Sam Milby was one of Moira’s closest friends when she was a budding artist just breaking into the entertainment industry. He let 16-year-old Moira live with him for a while because she genuinely had nowhere else to turn, supporting her in her career. She and he became one another’s family because neither of them had family in Manila at the time, and they forged a connection that Moira still thinks fondly about 11 years later.
“For a long time before that, Nothing’s going on in my career. I just, felt like this could be it. It was harrowing when I didn’t make it, but also, it made sense. Because I remembered that the reason why I started writing my songs anyway was that I couldn’t sing other people’s songs.”
“Being in a broken family… My mom and my dad separated when I was four. My mom remarried when I was seven. I didn’t see my dad again until I was 16. It was 12 years of not having my dad.”

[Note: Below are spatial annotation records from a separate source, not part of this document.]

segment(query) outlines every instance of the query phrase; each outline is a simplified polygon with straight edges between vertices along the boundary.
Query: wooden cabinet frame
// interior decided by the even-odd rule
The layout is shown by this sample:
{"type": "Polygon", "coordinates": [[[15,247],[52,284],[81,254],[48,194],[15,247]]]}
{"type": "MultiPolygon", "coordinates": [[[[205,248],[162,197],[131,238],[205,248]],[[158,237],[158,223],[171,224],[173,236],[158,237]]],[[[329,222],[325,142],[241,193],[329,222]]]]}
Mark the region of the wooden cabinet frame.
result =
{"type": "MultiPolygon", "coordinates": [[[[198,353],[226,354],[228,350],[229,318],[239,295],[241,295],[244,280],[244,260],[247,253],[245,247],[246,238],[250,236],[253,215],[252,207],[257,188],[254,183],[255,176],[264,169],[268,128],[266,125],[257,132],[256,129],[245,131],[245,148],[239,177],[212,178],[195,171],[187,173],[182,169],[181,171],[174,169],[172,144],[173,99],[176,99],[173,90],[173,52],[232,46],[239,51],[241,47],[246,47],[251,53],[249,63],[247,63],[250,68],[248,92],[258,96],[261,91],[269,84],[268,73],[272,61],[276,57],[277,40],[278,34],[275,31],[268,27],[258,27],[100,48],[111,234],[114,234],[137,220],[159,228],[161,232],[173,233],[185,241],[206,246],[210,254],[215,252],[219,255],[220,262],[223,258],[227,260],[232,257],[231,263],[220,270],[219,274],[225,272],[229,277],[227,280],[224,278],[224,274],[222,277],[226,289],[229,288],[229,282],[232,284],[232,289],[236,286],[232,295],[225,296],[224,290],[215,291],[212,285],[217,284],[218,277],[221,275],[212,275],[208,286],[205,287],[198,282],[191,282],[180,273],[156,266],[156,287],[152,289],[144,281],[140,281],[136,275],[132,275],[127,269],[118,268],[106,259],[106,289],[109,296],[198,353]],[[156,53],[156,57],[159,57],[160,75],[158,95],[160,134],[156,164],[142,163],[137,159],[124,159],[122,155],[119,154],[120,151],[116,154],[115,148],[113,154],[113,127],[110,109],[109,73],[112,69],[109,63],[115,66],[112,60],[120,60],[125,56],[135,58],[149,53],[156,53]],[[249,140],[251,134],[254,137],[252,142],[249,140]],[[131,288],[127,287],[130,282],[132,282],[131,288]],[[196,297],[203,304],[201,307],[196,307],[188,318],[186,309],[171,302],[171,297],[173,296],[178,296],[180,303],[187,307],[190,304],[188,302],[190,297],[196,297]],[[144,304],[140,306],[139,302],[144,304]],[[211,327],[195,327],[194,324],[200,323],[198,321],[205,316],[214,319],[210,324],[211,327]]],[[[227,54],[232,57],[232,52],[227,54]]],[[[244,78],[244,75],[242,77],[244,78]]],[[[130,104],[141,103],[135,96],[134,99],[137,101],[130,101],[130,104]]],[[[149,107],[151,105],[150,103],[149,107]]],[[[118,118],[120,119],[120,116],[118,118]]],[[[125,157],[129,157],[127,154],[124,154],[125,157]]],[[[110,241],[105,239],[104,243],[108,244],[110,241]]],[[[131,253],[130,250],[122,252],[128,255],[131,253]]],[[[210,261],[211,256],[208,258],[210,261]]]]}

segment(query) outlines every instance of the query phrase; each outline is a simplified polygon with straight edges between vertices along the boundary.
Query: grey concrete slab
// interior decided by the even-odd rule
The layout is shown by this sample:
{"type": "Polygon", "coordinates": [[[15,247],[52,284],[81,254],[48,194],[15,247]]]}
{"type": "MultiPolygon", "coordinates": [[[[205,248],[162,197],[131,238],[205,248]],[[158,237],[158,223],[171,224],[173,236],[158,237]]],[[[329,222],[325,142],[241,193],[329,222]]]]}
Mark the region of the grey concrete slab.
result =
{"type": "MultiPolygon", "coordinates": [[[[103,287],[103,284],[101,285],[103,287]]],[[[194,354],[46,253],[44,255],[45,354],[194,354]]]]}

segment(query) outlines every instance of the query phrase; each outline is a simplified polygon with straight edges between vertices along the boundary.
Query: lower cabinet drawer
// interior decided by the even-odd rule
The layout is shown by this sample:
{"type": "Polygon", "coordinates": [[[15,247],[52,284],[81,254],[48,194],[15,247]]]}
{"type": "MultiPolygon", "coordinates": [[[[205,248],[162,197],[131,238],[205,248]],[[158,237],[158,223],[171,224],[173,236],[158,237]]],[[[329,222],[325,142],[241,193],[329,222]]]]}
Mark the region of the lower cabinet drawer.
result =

She discusses the impact of an unstable household on her, particularly during her teens. When she was 12, she struggled with anorexia and bulimia; by the time she was 18, she had developed suicidal thoughts. She created some of her most cherished songs during her darkest hours, and her passion for songwriting was gradually replacing the emptiness she was experiencing. Her desire is for her audience to view her songs as friends—the consoling presence she wishes she had when she was alone and most emotionally isolated—now that she is a successful musician and has spoken freely about having seen a therapist help her heal.
“Hope… My greatest achievement is knowing that my music has become a friend to so many people. That kind of comfort is something that I didn’t have.”
For as long as they have her music with them, Moira wants listeners always to feel and own hope.
“I wanted to write an album that will help balance it out… To promote forgiveness, to promote humanity. I remember that we are dealing with human beings far from perfect. To promote compassion. Compassion and kindness matter.”
Moira’s most recent album of songs was to encourage everyone to consider their words before speaking and to demonstrate to her listeners how similar they are to one another rather than how different they are. Her album is a small response to the “cancel culture” she lives in, where bashing is typical, and expressing one’s opinions can too quickly turn offensive and hurtful. Perhaps if more people realized that everyone suffers and feels pain and that we all share these everyday experiences and emotions, kindness rather than hate would prevail.
“I get to create the kind of friend I want through my music.”
Her trials have taught her that everyone’s experiences are valid if there is anything else. Everyone deserves to be heard, and no grief is too minor to be noticed. And every time Moira creates a new song, she considers how her lyrics may comfort listeners as if they were friends.